I am a ten year Mason, and a Past Master of two lodges in Indiana, Broad Ripple Lodge #643, and Lodge Vitruvian #767, Indiana's newest lodge, and its only European Concept lodge. I'm also a member of Delaware Lodge #46 in Muncie, Indiana, and African Lodge No. 459, PHA in Boston.

I'm a member of the York Rite (currently Sword Bearer in Indianapolis' Raper Commandery No. 1); the Indianapolis Valley of the Scottish Rite-Northern Masonic Jurisdiction; Murat Shrine; and currently serving as Sovereign Master of Allied Masonic Degrees Imhotep Council #434. I'm also a founding member of Levant Preceptory, Indiana's medieval period recreation Templar group.

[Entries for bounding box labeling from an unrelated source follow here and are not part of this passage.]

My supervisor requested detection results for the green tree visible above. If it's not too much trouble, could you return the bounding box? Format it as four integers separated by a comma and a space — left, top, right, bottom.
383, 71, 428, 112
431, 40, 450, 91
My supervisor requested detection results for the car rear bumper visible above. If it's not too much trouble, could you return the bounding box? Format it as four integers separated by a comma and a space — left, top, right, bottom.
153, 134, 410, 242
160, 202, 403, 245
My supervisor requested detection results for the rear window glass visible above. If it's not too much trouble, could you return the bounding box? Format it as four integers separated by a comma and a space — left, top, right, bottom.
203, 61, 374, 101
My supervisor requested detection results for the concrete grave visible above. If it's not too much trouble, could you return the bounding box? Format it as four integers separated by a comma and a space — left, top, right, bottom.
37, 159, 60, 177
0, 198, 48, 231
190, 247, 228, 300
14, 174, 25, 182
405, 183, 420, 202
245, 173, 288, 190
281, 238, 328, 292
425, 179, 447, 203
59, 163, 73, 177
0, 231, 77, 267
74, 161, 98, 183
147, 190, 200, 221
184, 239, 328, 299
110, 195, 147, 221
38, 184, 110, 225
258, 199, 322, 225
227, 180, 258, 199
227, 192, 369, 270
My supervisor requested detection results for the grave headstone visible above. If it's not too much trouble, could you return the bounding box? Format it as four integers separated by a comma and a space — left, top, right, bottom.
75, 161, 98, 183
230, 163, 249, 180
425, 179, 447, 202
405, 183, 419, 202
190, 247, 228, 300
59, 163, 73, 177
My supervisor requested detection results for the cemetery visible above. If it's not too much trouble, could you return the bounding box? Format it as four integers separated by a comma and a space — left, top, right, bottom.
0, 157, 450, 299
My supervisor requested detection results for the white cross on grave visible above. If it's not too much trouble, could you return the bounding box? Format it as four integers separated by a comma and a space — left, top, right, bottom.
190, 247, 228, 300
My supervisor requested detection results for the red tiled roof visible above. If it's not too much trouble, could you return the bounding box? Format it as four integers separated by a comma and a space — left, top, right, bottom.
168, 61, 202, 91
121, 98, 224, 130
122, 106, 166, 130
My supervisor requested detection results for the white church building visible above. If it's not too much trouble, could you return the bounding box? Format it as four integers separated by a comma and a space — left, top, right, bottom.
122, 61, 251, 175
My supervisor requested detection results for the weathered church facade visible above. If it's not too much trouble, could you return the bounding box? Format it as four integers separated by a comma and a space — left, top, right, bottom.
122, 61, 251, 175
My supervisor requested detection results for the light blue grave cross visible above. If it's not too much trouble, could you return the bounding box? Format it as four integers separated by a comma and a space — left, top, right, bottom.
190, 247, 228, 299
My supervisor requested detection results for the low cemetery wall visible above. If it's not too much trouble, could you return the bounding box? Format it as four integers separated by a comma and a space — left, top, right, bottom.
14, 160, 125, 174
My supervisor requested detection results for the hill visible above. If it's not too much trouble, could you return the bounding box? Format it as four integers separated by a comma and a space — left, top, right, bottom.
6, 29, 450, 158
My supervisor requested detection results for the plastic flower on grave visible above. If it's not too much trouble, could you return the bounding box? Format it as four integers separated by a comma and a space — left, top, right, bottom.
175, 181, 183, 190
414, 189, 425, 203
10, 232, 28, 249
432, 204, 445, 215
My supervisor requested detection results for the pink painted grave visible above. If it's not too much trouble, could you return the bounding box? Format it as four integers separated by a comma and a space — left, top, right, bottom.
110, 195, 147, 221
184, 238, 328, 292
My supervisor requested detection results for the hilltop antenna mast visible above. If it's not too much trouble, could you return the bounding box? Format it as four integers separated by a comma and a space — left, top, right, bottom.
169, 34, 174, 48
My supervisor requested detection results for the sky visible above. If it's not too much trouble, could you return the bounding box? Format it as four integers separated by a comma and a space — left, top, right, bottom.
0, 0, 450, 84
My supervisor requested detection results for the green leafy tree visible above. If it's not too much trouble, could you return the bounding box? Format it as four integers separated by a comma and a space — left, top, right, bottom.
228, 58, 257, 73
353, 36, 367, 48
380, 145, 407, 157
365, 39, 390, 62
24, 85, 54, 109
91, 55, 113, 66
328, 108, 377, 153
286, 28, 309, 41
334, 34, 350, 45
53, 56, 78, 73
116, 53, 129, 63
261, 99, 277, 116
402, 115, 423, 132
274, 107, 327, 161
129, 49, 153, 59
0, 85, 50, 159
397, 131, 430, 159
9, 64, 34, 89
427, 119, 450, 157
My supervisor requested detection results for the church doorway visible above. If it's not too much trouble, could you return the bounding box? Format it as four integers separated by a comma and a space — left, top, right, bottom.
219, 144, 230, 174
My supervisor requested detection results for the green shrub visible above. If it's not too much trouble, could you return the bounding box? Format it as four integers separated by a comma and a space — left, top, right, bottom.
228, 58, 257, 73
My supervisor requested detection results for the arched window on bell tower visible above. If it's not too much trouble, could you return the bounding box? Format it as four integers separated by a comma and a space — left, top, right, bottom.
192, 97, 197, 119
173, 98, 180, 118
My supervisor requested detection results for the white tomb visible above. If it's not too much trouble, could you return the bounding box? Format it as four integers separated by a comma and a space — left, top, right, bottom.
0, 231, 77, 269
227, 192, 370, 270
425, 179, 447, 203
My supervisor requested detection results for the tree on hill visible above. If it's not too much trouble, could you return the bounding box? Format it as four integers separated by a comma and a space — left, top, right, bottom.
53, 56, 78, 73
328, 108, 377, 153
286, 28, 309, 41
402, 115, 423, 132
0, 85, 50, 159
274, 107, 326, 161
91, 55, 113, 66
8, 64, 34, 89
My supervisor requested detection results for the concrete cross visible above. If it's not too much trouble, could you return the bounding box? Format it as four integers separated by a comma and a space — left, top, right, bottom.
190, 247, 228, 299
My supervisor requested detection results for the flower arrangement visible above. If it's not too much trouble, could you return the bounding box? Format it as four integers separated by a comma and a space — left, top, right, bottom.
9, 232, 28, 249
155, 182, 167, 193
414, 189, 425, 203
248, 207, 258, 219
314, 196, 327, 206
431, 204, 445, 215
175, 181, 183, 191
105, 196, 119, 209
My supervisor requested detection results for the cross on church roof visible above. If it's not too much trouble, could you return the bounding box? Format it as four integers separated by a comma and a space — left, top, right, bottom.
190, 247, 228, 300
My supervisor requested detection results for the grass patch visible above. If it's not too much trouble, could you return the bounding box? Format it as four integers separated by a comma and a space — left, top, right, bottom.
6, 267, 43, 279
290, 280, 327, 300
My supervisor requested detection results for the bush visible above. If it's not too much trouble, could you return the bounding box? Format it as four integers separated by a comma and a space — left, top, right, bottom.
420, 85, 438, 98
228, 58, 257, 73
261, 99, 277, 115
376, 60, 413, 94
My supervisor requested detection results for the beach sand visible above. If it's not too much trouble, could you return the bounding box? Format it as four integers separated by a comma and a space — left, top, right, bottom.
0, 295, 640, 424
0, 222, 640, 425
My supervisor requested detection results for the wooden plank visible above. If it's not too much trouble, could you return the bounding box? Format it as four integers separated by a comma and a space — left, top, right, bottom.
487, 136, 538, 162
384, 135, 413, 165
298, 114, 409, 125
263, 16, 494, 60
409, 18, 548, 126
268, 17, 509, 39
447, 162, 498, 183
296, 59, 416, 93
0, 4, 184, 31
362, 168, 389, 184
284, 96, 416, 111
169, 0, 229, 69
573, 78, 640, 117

And a mess of other stuff...

I was quite pleased to find this forum, as it was because of a Masonic funeral service for my father-in-law in Dallas that I joined the fraternity. So, Texas Freemasonry made me what I am today...


----------



## Erik X (Feb 27, 2009)

It's great to see you here, Brother. Your book and the book by Brother Brent Morris were the first books about Masonry I read before petitioning for the degrees.

Maybe someday when you're not too busy you can tell us more about Lodge Vitruvian. I've seen the website and it is a very interesting concept that is gaining traction in my lodge.

-Erik


----------



## nick1368 (Feb 28, 2009)

welcome aboard Brother...glad Texas Freemasonary impressed you so.


----------



## Blake Bowden (Feb 28, 2009)

It's an honor to have you on the Forums! Please let me know if I may be of assistance.


----------



## CHodapp (Feb 28, 2009)

It's an honor to be here, brethren. 

BTW, I had a fantastic time at Perfect Union #10 about a month ago. My first Masonic trip to Texas.


----------



## jonesvilletexas (Feb 28, 2009)

Welcome Brother to the forum.


----------



## cmoreno85tx (Feb 28, 2009)

Welcome Brother !! I have to say that  Freemasonry for Dummies was the first Masonic text I read and really helped me make my decision to petition. Glad to have you here and let us know if you need anything Brother.


----------



## Bro. Stewart P.M. (Feb 28, 2009)

Welcome Brother Chris! It is good to once again see a familiar face!


----------



## Bro. Kurt P.M. (Mar 4, 2009)

Welcome to the Forum Brother.

Freemasonry for Dummies was the first book I bought while researching Freemasonry. Great book!

As a result of reading the book I toured the Detroit Masonic Temple.  What an awesome building !!!


----------



## Scotty32 (Mar 4, 2009)

I cannot say enough how happy we are to have you on our forum. Your literature has been a great help to masonry.


----------



## Jon D. Smith (Mar 4, 2009)

Welcome Brother!


----------



## CHodapp (Mar 6, 2009)

Scotty32Âº said:


> I cannot say enough how happy we are to have you on our forum. Your literature has been a great help to masonry.



Wow. First time anything I've written and "literature" have appeared in the same thought!

Many thanks.


----------